CSX: U.S. SC helped fraud case against attorneys

Robert Peirce

RICHMOND, Va. -- CSX Transportation is using a recent U.S. Supreme Court decision in an attempt to get its fraud case against a Pittsburgh law firm going again.

CSX, a frequent defendant in asbestos cases, filed a notice of supplemental authority with the U.S Court of Appeals for the Fourth Circuit Friday to remind the court of a statute-of-limitations issue that was decided April 27 by the U.S. Supreme Court.

The justices unanimously ruled a class action lawsuit against Merck & Co. was filed timely. CSX's lawsuit against law firm Peirce Raimond & Coulter was dismissed when a federal judge ruled it was filed after the statute of limitations expired.

"Merck supports CSX's position," the company's notice says. "That case holds that a federal securities-fraud claim does not accrue until the plaintiff knows or should know both that the defendant made a false statement and that the defendant did so with the requisite mental state.

"So too here, a meritless lawsuit, by itself, does not automatically tell us whether the lawyers who filed it did so in good faith or bad faith."

Former Bridgeport, W.Va., radiologist Ray Harron was accused of diagnosing lung disease in patients who did not have it. CSX says Peirce, Raimond & Coulter then hid those plaintiffs with thousands of others, preventing it from being able to adequately investigate each complaint.

In 2005, federal court judge Janis Graham Jack made national headlines when she uncovered duplicate and fraudulent silica diagnoses in her Texas courtroom. Many of those diagnoses were made by Harron and were made on plaintiffs who had already brought asbestos claims.

In Jack's opinion dismissing the claims, she said "These diagnoses were driven by neither health nor justice - they were manufactured for money."

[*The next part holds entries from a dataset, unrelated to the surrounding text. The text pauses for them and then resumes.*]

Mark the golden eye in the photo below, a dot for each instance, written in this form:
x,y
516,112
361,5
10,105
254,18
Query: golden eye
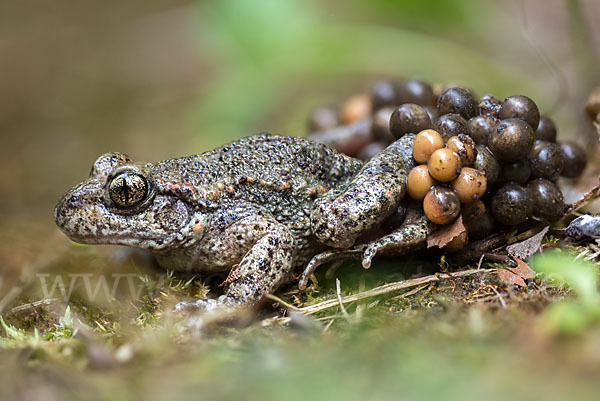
x,y
128,189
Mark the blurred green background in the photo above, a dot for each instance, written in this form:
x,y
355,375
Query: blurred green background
x,y
164,78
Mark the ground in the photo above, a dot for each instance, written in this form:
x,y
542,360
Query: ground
x,y
458,334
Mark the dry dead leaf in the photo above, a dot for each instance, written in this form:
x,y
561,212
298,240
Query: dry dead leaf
x,y
528,247
522,270
509,277
443,235
591,194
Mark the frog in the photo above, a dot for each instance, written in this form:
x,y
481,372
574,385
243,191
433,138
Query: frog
x,y
262,210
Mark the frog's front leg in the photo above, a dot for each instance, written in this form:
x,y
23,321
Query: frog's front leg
x,y
343,214
262,269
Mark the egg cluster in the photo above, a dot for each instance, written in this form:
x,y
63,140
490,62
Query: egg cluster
x,y
494,161
442,166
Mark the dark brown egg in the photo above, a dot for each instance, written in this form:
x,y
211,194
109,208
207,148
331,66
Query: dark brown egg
x,y
548,201
450,125
477,219
457,100
486,162
512,140
481,127
546,130
512,204
520,107
380,126
470,184
441,205
490,106
546,160
518,172
409,118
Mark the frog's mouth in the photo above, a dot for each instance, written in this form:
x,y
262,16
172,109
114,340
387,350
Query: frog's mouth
x,y
85,218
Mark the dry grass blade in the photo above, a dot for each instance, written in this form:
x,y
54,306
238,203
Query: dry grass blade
x,y
386,289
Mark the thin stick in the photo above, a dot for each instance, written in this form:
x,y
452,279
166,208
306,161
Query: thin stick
x,y
385,289
338,292
32,305
281,301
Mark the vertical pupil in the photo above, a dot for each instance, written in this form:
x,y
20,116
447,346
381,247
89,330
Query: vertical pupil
x,y
128,189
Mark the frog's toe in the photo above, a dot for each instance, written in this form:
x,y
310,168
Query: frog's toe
x,y
328,256
410,236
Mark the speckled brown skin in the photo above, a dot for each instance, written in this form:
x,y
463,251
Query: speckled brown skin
x,y
257,208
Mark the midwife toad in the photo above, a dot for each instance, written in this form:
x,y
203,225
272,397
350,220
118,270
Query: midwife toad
x,y
258,208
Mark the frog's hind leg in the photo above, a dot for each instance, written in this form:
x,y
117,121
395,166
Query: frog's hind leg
x,y
343,214
334,254
264,267
411,235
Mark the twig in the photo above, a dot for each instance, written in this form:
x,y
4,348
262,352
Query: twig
x,y
31,305
281,301
502,302
409,293
338,292
386,289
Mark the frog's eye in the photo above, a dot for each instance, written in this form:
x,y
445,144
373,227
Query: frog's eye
x,y
128,189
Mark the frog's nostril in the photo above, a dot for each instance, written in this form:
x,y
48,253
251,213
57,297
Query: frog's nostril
x,y
74,200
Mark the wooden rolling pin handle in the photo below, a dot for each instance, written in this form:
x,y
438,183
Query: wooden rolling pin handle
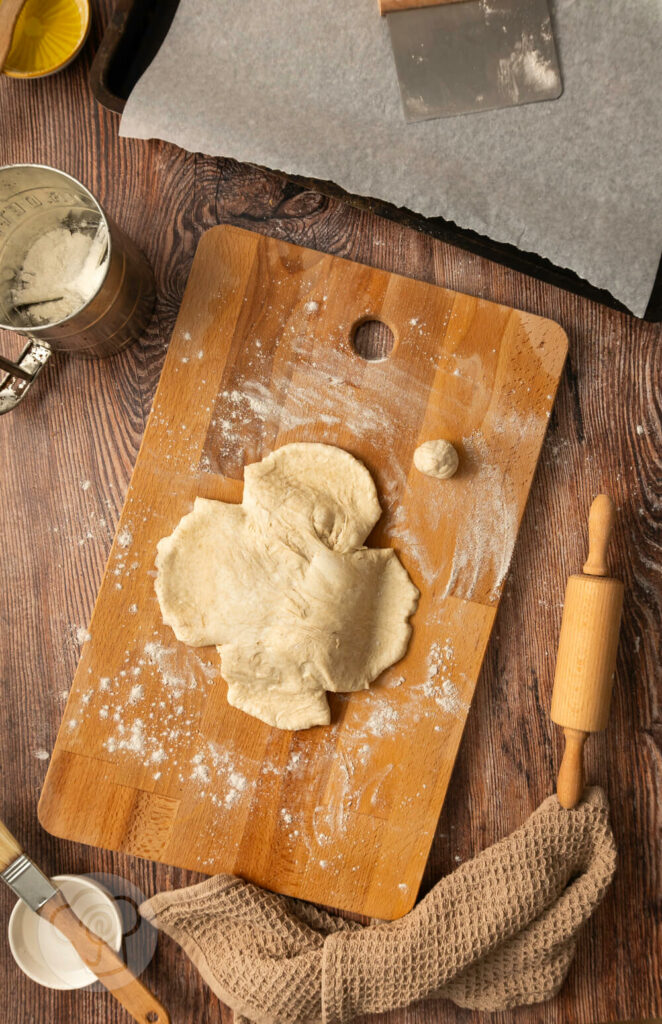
x,y
388,6
106,964
570,784
601,524
9,10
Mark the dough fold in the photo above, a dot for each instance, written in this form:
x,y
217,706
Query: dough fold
x,y
284,587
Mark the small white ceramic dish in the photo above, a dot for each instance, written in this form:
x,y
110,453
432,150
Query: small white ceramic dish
x,y
43,953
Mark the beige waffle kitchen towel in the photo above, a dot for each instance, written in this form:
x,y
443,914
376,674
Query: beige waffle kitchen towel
x,y
500,931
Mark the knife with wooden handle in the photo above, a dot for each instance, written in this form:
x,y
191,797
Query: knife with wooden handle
x,y
32,886
9,10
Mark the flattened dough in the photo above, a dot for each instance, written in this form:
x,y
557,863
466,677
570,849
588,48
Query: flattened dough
x,y
284,587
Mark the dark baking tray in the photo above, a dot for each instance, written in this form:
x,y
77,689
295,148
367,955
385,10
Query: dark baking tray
x,y
131,41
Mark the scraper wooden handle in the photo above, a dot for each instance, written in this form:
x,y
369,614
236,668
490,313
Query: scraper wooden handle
x,y
586,657
106,964
9,10
388,6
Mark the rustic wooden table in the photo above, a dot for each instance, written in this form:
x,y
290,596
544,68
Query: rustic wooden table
x,y
84,423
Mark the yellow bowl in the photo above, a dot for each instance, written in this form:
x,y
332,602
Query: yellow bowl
x,y
47,37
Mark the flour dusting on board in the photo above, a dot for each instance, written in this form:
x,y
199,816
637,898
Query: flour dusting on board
x,y
486,535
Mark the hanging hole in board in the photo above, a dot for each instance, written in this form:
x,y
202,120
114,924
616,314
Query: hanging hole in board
x,y
372,340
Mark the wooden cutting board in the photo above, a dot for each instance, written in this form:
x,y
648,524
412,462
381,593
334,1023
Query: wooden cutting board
x,y
150,758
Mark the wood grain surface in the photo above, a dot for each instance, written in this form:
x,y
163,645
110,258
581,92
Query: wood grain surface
x,y
84,423
263,354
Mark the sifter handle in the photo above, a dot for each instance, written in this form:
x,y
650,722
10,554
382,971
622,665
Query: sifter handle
x,y
601,523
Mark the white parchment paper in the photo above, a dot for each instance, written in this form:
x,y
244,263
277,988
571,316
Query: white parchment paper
x,y
308,87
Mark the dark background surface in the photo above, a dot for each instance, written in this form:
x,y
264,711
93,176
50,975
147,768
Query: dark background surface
x,y
84,423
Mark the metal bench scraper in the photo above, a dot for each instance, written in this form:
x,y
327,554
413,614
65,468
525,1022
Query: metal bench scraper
x,y
460,57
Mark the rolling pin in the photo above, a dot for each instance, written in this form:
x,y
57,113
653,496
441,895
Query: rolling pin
x,y
586,657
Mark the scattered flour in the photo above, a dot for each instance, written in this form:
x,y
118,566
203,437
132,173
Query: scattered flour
x,y
526,68
383,720
439,683
60,271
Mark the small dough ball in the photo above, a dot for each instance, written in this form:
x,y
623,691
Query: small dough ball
x,y
437,459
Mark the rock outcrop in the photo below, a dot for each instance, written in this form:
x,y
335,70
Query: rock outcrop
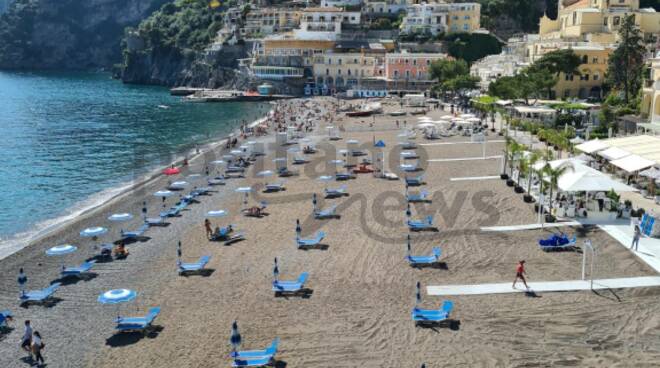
x,y
68,34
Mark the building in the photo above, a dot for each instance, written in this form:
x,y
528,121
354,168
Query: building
x,y
411,72
266,21
650,107
492,67
589,27
434,18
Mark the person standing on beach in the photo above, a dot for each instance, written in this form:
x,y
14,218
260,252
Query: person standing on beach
x,y
209,228
520,274
26,340
37,346
638,234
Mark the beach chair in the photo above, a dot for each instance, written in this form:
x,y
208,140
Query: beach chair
x,y
264,353
414,181
39,296
4,317
334,193
432,316
78,271
198,266
274,187
290,287
418,197
417,261
420,225
125,235
308,243
297,160
126,324
252,362
326,214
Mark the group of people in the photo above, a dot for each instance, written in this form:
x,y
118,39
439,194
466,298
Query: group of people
x,y
32,343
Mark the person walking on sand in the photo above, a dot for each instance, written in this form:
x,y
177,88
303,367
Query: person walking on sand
x,y
638,234
37,346
520,274
209,228
26,340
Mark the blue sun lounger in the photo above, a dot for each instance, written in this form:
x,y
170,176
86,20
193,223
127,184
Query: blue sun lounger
x,y
252,362
4,316
333,193
78,271
306,243
137,323
417,225
432,316
193,267
414,181
290,287
39,296
418,197
424,260
325,214
135,234
274,187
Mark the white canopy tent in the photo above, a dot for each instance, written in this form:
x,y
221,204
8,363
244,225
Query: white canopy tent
x,y
632,163
591,181
592,146
613,153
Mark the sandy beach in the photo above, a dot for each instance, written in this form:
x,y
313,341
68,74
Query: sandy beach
x,y
358,312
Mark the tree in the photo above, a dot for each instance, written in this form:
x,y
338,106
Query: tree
x,y
626,63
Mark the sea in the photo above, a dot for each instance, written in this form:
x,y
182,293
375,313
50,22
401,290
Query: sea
x,y
71,141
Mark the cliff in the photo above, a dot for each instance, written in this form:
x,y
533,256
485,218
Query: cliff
x,y
67,34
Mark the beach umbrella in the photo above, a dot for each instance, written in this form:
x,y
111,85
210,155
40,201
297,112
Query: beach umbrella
x,y
235,339
93,232
217,213
246,191
276,270
172,171
163,194
121,217
22,279
116,297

Following Harron's admission that he did not even make the diagnoses of the patients whose x-rays he read, Jack noted that most of "these diagnoses are more the creation of lawyers than doctors."

Attorneys for the Peirce firm say CSX misinterpret the Merck decision.

"Merck's reasoning confirms the legitimacy of concerns that requiring discovery of scienter in (Racketeer Influenced and Corrupt Organizations Act) and common law fraud claims would render defendants subject to claims for 'acts taken long ago,' pointing out that (federal law) contains an 'unqualified' bar on actions instituted five years after the 'violation,'" says their reply brief, filed Tuesday.

Earlier this year, a federal jury in Mississippi found fraud on the parts of two asbestos lawyers.

On March 10, the jury jury ordered William Guy and Thomas Brock to pay Illinois Central Railroad $420,000, with half of that classified as punitive damages.

The jury found the attorneys failed to disclose their clients' previous involvements in another case, an asbestos mass action filed in Jefferson County, Miss.